Kaplan took a largely sociological view of religion. The sociological reality is that with or without belief, man is a worshipping animal, whether it is Judaism, Christianity, environmentalism or communism. Many agnostics accept that reality with equanimity. For Reconstructionist Jews the purpose of prayer is social cohesion in the service of a constantly renewed commitment to a common historical destiny. As I can attest, the level of emotional fervour in prayer by “peoplehood” Jews who don’t believe in God is indistinguishable from what can be found amongst “belief” Jews.
Kaplan felt that in order to rise to a level worthy of the name “civilization,” four components had to be in place: a sacred piece of land; a sacred language unique to that people; a constitution – some document or series of texts, a Charter, if you like - that set forth the values and principles guiding the social behaviour of the group; and what he called “folkways,” sacred rituals, days, anniversaries - the basis, as the civilization developed, for the organic evolution of unique music, art forms and other cultural expressions of group identity that periodically united the people in ceremonies designed to further renewed cohesion.
When all four components exist, a civilization can and does flourish, even in the face of extreme tribulation, and even for long periods of exile from the sacred land.
Many ethnic groups and native tribes hold sacred a specific piece of land, and share a common language and folkways. But if their cultures lack “portability,” once separated from the sacred land, the individual’s cultural attachment either withers or degrades into anomie.
Judaism has survived in exile – always with the longing to return to the sacred land – because it has been sustained by the other three pillars (even though Hebrew, the sacred language, was for two thousand years used only liturgically).
The “constitution,” therefore, is the one immutable factor for civilizational perpetuation. In the case of the Jews it was the Torah and Talmud. Judaism and western civilization co-exist in sometimes smooth, sometimes uneasy harmony, depending on levels of anti-Semitism in any given society, because the Jewish constitution is one of the constituent pillars of western civilization, which is itself an amalgamation of Greek, Jewish and Christian worldviews.
In 1970 American sociologist Charles Lieberman wrote up a massive study of American Jews’ beliefs.
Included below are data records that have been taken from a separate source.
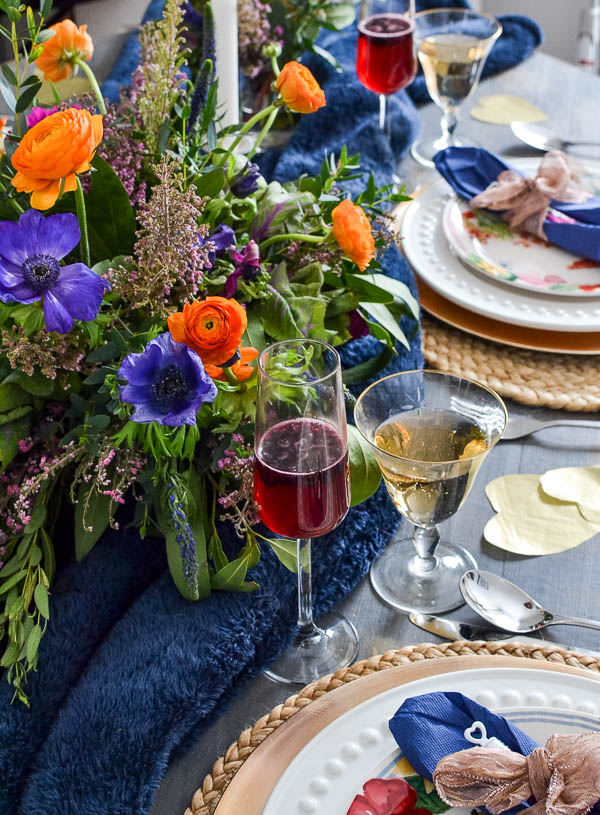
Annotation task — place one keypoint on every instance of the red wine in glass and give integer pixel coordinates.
(385, 61)
(301, 478)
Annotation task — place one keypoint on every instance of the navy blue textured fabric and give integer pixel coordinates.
(129, 671)
(429, 727)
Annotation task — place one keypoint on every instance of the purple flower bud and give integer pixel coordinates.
(246, 181)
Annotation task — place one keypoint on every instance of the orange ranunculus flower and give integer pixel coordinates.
(352, 230)
(60, 146)
(241, 368)
(299, 89)
(68, 43)
(213, 328)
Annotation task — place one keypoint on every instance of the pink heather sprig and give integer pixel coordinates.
(170, 256)
(254, 32)
(124, 153)
(112, 472)
(24, 480)
(236, 477)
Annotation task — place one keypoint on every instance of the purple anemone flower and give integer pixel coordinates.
(166, 383)
(221, 238)
(246, 181)
(30, 251)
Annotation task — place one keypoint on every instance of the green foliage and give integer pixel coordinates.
(365, 475)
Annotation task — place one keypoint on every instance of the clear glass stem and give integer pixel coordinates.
(306, 625)
(448, 123)
(425, 542)
(385, 119)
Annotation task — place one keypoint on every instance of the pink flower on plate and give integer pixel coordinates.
(386, 796)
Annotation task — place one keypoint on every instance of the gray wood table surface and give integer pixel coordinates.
(568, 582)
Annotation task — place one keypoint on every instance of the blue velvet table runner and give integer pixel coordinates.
(128, 669)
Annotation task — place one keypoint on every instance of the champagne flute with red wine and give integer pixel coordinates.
(386, 58)
(302, 485)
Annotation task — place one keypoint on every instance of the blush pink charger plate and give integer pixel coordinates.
(317, 761)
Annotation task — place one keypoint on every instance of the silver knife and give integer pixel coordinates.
(455, 629)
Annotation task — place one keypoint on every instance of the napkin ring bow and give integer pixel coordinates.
(563, 777)
(526, 201)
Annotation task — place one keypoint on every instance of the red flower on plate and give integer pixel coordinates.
(386, 796)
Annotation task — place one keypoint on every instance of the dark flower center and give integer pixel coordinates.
(41, 272)
(170, 385)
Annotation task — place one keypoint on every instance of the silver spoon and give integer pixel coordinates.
(507, 606)
(543, 139)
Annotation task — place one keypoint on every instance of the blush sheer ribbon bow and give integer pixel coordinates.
(527, 200)
(563, 777)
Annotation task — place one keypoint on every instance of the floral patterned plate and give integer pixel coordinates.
(486, 244)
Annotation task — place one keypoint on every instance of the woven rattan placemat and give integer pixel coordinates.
(205, 800)
(560, 381)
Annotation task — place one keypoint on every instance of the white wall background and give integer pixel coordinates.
(559, 20)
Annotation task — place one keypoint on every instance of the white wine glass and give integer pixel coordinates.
(430, 432)
(453, 45)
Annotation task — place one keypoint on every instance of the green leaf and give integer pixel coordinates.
(368, 369)
(9, 73)
(365, 475)
(12, 581)
(211, 183)
(400, 292)
(339, 15)
(276, 316)
(426, 800)
(33, 643)
(387, 320)
(10, 656)
(26, 97)
(286, 551)
(37, 384)
(90, 525)
(12, 396)
(368, 291)
(111, 219)
(10, 436)
(40, 596)
(7, 93)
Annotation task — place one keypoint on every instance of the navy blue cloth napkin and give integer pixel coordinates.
(431, 726)
(129, 672)
(470, 170)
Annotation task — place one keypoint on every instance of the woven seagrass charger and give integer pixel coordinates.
(559, 381)
(206, 799)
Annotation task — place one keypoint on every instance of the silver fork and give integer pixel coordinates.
(518, 427)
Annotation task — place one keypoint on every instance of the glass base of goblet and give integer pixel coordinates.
(400, 582)
(334, 646)
(423, 150)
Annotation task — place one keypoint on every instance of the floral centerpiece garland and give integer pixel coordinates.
(144, 264)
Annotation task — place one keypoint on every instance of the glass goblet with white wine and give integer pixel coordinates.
(430, 433)
(453, 45)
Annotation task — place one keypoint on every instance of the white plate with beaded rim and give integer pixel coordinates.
(329, 771)
(426, 248)
(483, 241)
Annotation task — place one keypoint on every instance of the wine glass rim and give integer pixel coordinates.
(334, 370)
(465, 12)
(429, 372)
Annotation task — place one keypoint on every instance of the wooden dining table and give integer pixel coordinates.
(568, 582)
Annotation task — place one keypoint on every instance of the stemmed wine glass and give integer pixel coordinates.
(385, 57)
(430, 432)
(453, 45)
(302, 485)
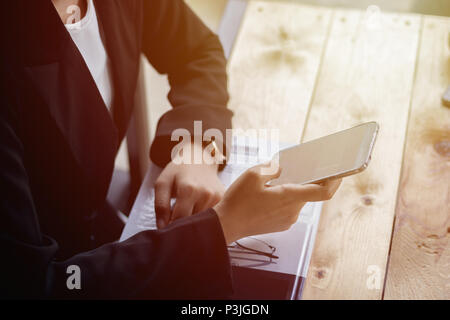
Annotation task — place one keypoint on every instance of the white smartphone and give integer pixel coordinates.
(334, 156)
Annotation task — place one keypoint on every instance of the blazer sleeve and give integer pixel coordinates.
(178, 44)
(188, 259)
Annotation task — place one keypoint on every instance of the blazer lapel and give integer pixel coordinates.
(62, 79)
(119, 23)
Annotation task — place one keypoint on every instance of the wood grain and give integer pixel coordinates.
(419, 266)
(274, 66)
(367, 74)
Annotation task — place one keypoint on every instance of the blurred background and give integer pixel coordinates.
(211, 12)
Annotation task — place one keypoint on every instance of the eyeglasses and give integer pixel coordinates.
(252, 246)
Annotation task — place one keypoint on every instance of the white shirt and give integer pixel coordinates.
(86, 35)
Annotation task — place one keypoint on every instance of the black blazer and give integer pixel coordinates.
(58, 143)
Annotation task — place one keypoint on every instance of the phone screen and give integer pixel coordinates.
(338, 154)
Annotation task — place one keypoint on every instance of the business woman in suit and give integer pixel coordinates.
(67, 96)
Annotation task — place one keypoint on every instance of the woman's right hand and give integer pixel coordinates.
(249, 207)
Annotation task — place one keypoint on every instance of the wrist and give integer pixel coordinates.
(228, 228)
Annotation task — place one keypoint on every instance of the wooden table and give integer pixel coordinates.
(310, 71)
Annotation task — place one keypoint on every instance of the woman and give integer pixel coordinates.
(67, 96)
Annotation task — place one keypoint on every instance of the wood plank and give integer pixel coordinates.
(419, 265)
(274, 65)
(367, 74)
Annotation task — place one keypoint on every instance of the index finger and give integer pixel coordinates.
(163, 193)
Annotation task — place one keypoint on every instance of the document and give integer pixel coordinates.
(286, 252)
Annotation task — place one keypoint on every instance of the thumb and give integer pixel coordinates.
(269, 171)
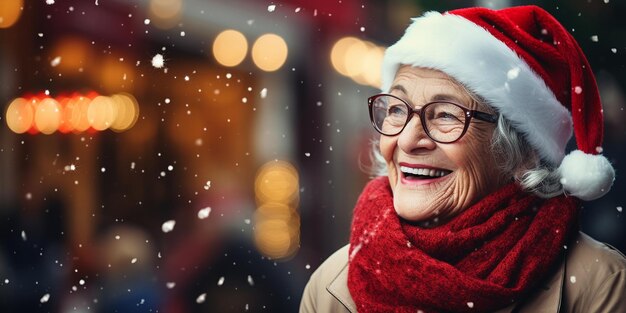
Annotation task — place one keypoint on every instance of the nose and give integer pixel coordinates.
(414, 138)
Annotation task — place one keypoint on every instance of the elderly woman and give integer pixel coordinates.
(478, 212)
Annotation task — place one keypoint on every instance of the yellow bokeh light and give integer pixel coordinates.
(20, 115)
(273, 238)
(269, 52)
(277, 181)
(47, 116)
(339, 51)
(76, 113)
(127, 110)
(101, 113)
(10, 11)
(230, 47)
(372, 65)
(165, 14)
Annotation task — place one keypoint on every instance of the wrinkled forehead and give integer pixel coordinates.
(432, 84)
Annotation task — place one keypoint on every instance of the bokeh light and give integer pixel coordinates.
(357, 59)
(269, 52)
(230, 47)
(127, 110)
(47, 116)
(20, 115)
(76, 113)
(10, 11)
(101, 113)
(277, 222)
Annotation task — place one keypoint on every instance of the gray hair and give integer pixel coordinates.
(514, 156)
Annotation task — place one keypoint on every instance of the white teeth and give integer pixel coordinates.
(423, 171)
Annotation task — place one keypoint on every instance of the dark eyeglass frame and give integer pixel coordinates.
(469, 114)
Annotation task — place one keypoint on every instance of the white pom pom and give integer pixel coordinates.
(586, 176)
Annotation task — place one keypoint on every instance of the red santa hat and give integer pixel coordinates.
(525, 64)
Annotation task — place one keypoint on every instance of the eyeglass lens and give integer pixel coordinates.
(443, 121)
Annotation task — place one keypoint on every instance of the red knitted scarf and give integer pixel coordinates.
(484, 259)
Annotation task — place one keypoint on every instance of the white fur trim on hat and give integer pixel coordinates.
(586, 176)
(491, 70)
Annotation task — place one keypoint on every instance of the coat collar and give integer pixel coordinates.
(546, 299)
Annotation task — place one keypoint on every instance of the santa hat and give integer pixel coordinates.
(525, 64)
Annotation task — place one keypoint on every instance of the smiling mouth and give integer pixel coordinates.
(423, 173)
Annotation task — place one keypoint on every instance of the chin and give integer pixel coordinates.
(414, 214)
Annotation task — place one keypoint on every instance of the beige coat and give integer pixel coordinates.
(591, 279)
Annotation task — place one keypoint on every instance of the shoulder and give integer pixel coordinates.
(592, 258)
(595, 277)
(327, 289)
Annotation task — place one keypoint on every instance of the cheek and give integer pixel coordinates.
(480, 168)
(387, 147)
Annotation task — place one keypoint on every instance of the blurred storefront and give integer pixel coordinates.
(195, 155)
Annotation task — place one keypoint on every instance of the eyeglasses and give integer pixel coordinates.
(443, 121)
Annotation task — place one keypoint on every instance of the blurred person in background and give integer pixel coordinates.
(479, 210)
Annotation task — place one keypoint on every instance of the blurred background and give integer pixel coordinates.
(205, 156)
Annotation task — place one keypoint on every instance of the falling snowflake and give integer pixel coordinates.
(578, 90)
(201, 298)
(513, 73)
(56, 61)
(45, 297)
(204, 213)
(168, 226)
(158, 61)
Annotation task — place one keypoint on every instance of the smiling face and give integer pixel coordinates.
(431, 181)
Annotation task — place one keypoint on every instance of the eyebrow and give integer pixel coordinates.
(437, 97)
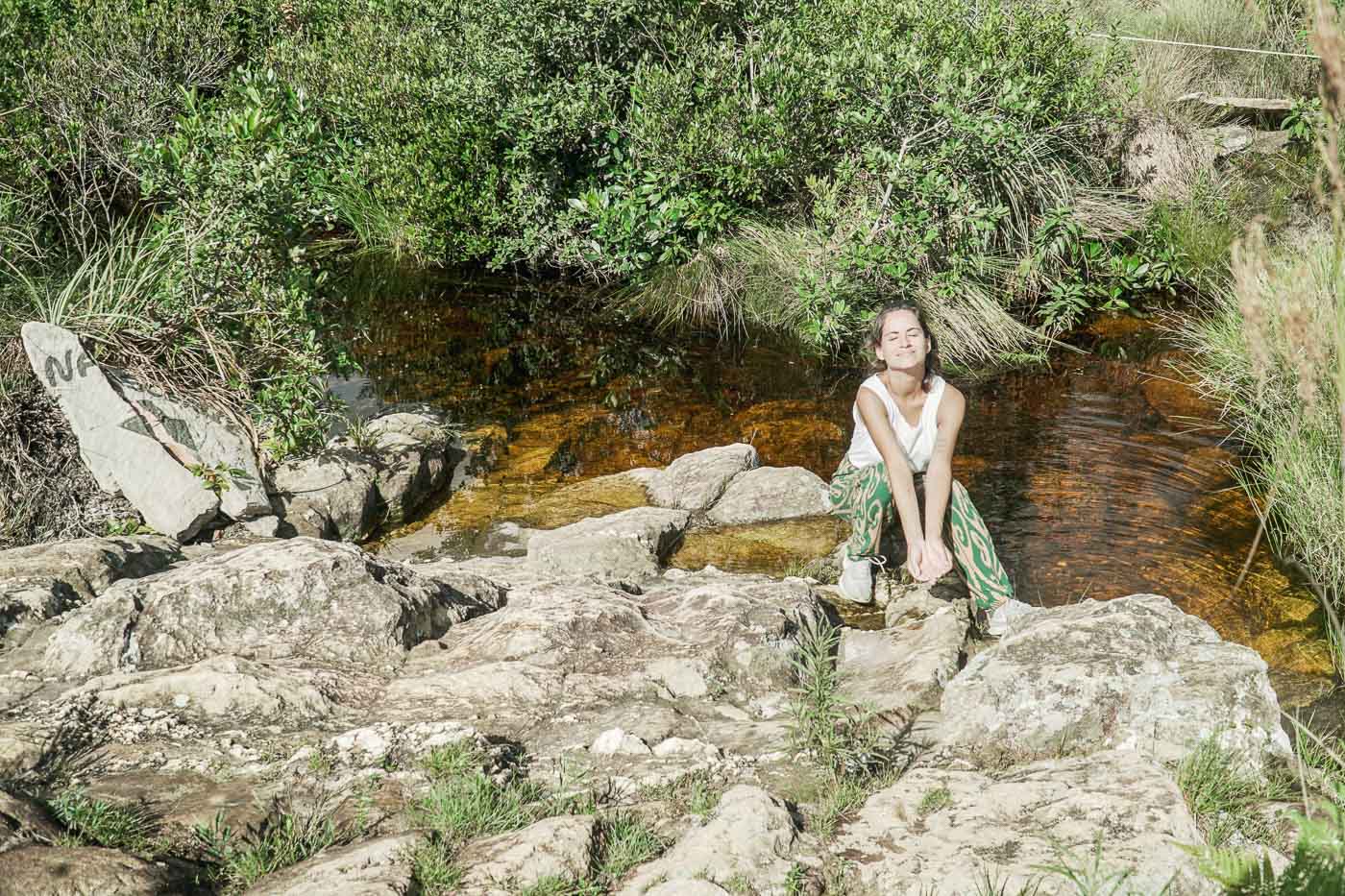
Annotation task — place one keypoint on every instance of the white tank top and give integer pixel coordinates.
(917, 440)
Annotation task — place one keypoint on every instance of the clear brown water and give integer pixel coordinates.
(1098, 476)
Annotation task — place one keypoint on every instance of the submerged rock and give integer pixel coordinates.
(623, 546)
(901, 671)
(945, 831)
(1133, 673)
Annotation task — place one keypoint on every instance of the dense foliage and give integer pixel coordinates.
(868, 145)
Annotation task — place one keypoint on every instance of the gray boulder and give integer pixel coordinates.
(114, 442)
(943, 831)
(695, 482)
(379, 866)
(210, 439)
(331, 496)
(770, 493)
(345, 493)
(623, 546)
(302, 597)
(1132, 673)
(412, 460)
(40, 581)
(746, 844)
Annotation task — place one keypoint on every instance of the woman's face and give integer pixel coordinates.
(904, 343)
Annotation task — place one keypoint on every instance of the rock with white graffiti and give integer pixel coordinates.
(117, 444)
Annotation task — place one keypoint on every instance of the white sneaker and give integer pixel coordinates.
(1004, 615)
(856, 580)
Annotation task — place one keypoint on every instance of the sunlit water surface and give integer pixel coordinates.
(1099, 476)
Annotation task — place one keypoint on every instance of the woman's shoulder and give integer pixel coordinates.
(873, 383)
(951, 401)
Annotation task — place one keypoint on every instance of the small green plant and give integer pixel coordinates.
(624, 841)
(103, 824)
(363, 436)
(696, 792)
(452, 761)
(934, 799)
(434, 871)
(217, 478)
(281, 839)
(1223, 795)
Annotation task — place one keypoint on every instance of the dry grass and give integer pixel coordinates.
(1273, 350)
(1165, 73)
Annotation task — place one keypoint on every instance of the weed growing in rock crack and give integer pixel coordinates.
(844, 739)
(362, 436)
(934, 799)
(281, 839)
(696, 792)
(452, 761)
(97, 822)
(461, 804)
(1223, 797)
(624, 841)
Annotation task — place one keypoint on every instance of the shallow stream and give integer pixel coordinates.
(1100, 473)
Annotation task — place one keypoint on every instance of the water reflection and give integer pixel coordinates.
(1098, 476)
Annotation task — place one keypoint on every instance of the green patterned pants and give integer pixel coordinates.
(864, 496)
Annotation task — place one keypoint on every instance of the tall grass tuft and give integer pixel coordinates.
(1166, 73)
(1273, 351)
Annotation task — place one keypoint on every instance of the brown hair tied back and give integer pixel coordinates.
(932, 365)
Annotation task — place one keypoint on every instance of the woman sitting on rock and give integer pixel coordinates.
(905, 428)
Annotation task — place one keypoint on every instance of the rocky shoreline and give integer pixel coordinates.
(252, 680)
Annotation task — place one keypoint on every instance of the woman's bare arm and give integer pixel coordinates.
(874, 416)
(939, 472)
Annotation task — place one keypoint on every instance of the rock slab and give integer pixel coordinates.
(114, 442)
(1130, 673)
(39, 581)
(695, 482)
(944, 831)
(746, 842)
(302, 597)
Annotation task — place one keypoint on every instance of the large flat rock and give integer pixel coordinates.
(623, 546)
(114, 442)
(943, 832)
(1130, 673)
(696, 480)
(330, 496)
(39, 581)
(318, 600)
(901, 671)
(228, 689)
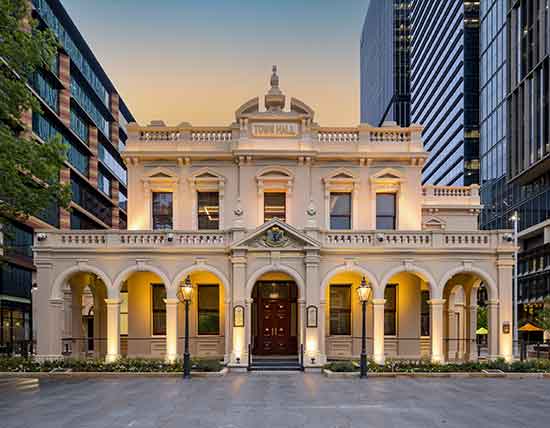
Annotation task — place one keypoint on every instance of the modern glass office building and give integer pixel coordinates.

Overwhelmingly they were small “r” reconstructionist along Kaplanian lines. But in synagogue affiliation they were overwhelmingly represented to the God-affirming branches, for reasons of family tradition, social habits and any other number of reasons. Since he has no “baggage” of affiliations and is free to choose strictly from what appeals to his heart and intellect, I suspect that the synagogue Benjamin Errett ends up in will be either a Reconstructionist synagogue, or one heavily influenced by his philosophy.